Vietnam's hot rolled coil import market continues to drag on with very thin trading activity, Kallanish notes. The lack of demand in Vietnam and steel price instability in China are the main factors behind market sluggishness.

Chinese rerolling HRC offers for early-August shipments are stable but continue to struggle amid weak demand. Offers for 2mm upwards thickness HRC are holding ground at $555-560/tonne cfr Vietnam. Cargoes of 50% 2mm and the remaining 2.3mm, 2.5mm and 2.7mm thickness HRC are being offered at $555/t cfr, a trader says.

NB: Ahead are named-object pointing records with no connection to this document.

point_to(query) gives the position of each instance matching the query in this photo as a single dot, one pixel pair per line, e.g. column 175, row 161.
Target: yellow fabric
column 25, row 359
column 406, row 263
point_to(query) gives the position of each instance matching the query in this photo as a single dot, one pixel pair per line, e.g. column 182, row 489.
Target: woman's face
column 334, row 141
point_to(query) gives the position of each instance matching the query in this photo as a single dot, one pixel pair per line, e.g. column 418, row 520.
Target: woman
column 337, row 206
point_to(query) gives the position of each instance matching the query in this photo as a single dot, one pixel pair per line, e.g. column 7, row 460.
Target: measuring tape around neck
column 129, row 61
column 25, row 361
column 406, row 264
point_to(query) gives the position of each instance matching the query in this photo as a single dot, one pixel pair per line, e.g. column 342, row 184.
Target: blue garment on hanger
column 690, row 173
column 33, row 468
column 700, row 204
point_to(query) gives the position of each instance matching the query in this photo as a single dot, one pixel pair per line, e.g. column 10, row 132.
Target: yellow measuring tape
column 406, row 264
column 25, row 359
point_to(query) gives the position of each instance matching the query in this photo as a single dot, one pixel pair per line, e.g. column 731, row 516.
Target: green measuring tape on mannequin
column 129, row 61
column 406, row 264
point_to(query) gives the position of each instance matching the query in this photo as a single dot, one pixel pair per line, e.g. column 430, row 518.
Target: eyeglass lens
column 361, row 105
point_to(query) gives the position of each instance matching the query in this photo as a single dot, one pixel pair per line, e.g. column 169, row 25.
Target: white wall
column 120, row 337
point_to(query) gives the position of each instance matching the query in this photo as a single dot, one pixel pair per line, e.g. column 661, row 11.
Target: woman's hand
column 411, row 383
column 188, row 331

An offer for a 5,000-tonne cargo for July shipment of position 100% 2mm thickness HRC from China at $560/t cfr is struggling to find takers, a Vietnamese trader says. Buyers much prefer to book HRC domestically from Hoa Phat, priced at about similar levels, he adds. New production 2mm thickness HRC from China incurs an extra of $15/t from 2mm and up thickness HRC and would be pegged at $570/t cfr Vietnam.

Offers for Chinese 3-12mm thickness Q235 grade HRC for early-August shipment were prevailing at $535-537/t cfr Vietnam last Friday. Early last week, prices had slipped to as low as $530/t cfr. Chinese 3mm base Q195 HRC offers are also higher, at $537/t cfr Vietnam.

While a Hanoi trader reports hearing of a booking last Thursday for Q235 at $532-533/t cfr, others say they have not heard of any deals. A southern Vietnamese trader notes there could be some bookings taking place, but “not much”. Buyers are reluctant to book because they are bearish and expect prices to come down. “The domestic market is still not good,” a Hanoi trader notes.

HRC buying is muted in Vietnam, a regional trader said on Friday. It will be interesting to see at what level new domestic prices from Vietnam's other HRC producer, Formosa Ha Tinh, will be set this week, he adds.

Kallanish assessed SAE grade 2-2.7mm thickness HRC at $550/t cfr Vietnam, unchanged on-week.